Then, it rolled out a new marketing push to remind customers of their “quality” attraction and also instituted a “temporary” loyalty plan to rewards repeat customers with free food, a strategy the firm had long resisted, the Times says.
However, within days of the kick-off for the new program the company’s chief creative and development executive, Mark Crumpacker, was charged with drug possession and named by the police as a repeat buyer of cocaine from a New York delivery service.
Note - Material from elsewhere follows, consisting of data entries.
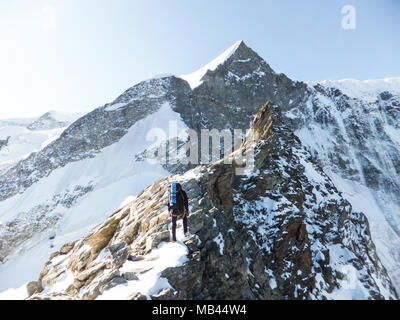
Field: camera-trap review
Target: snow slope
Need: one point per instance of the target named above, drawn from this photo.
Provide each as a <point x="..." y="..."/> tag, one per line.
<point x="110" y="182"/>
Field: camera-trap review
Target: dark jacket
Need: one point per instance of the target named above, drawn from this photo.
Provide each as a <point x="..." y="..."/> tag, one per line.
<point x="185" y="202"/>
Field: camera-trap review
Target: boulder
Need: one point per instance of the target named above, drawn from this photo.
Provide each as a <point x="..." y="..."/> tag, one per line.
<point x="33" y="287"/>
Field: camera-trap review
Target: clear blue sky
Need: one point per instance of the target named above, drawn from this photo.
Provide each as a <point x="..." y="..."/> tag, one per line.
<point x="75" y="55"/>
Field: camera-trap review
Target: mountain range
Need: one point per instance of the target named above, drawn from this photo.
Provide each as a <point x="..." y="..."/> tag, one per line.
<point x="316" y="217"/>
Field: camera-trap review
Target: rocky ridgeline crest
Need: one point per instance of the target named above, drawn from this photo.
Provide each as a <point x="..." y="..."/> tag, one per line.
<point x="284" y="249"/>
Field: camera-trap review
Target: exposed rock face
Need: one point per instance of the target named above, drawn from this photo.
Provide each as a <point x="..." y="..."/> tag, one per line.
<point x="351" y="138"/>
<point x="51" y="120"/>
<point x="283" y="231"/>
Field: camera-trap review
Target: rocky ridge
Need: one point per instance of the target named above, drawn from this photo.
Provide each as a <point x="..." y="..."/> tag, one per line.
<point x="282" y="231"/>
Now, the Times wonders if these problems might mean that a “significant percentage of frequent Chipotle customers are unlikely to return anytime soon,” according to a recent review by UBS Financial Services. Food safety concerns are unlikely to turn away confirmed fans, UBS said, but “lighter users” may pull back, the research found.
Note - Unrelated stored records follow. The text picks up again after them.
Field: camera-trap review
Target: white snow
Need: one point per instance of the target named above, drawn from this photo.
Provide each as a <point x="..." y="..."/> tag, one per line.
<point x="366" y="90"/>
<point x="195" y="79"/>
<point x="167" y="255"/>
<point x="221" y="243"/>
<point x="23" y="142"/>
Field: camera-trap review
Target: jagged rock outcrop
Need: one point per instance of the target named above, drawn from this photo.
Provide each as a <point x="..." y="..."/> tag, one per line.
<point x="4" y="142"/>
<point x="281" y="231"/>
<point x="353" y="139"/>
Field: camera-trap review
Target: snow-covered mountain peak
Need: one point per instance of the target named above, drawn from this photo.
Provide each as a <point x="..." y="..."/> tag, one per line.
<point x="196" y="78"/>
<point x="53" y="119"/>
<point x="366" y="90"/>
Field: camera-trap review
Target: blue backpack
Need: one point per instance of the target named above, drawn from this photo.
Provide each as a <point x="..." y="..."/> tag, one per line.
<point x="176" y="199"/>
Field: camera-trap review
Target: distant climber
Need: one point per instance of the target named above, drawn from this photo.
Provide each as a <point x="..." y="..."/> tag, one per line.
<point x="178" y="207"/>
Yet another problem, the Times say, is a new vulnerability to competitors who have “stepped right up to try to take advantage of Chipotle’s misfortunes,” perhaps a form of payback for Chipotle’s earlier efforts to suggest superior quality at the expense of competitors.
Chipotle now is attempting to generate new interest through an animated marketing film, “A Love Story,” which features young entrepreneurs Evie and Ivan, who set up rival juice stands, but are forced by competition to use ways of preparing and offering food products that undermine their original intentions. Eventually, they return to use of high-quality ingredients prepared simply — à la Chipotle, although the brand’s logo is only flashed on screen at the end.
“We think ‘Love Story’s’ message will galvanize our loyalists and remind people of the Chipotle they love,” Mark Shambura, Chipotle’s brand marketing director, said. Chipotle’s four-minute animated video will be shown at movie theaters and on YouTube.
However, the Times notes that the food industry is skeptical that this campaign will answer the questions that surround the company. “Chipotle is trying to reassure its connection to wholesomeness and quality, but if it does not address the fundamental issue here, which is a breakdown of trust between the brand and the target audience, it risks leaving issues unresolved,” said William G. Daddi, president of Daddi Brand Communications, which has restaurants among its clients.
“By not focusing more on what has been done to overcome this crisis for a brand built on raw, fresh ingredients, Chipotle takes a risk that if food-safety issues should come up again, they have exhausted their credibility with their customers,” Mr. Daddi added.
Despite recent turmoil, the company is sticking to use of stories with animated characters, said Todd Hunter, an executive at CAA Marketing, because “animation makes issues a lot more approachable. We have a happy, but restrained, ending,” Mr. Hunter said.
Like previous commercial shorts from Chipotle, “A Love Story” will be shown in movie theaters, before the main feature, and posted on YouTube and other social media sites.
So, the company is pulling out many stops. But with sales down around a third at established stores (those open for at least a year), it also is turning to “Chiptopia” programs that reward customers based on the frequency of their visits, rather than the amount of money they spend. Typically, customers who visit a store often will be awarded a free burrito after purchasing three.
In addition, the Times suggests that this pilot may lead to a continuing loyalty program if the company heeds UBS’s conclusion that, among other challenges, the chain’s lack of new food offerings may result in “Chipotle fatigue” as customers tire of its too-familiar entrees.
So, there is a suggestion that the company still has substantial work to do to regain its former market strength. And, the Times concludes somewhat ominously, “whether the chain has made progress in regaining its customers will be disclosed when the company releases its second-quarter earnings report on July 21.” In addition, the Chipotle story suggests strong lessons about food safety that likely will be useful to the larger industry, Washington Insider believes.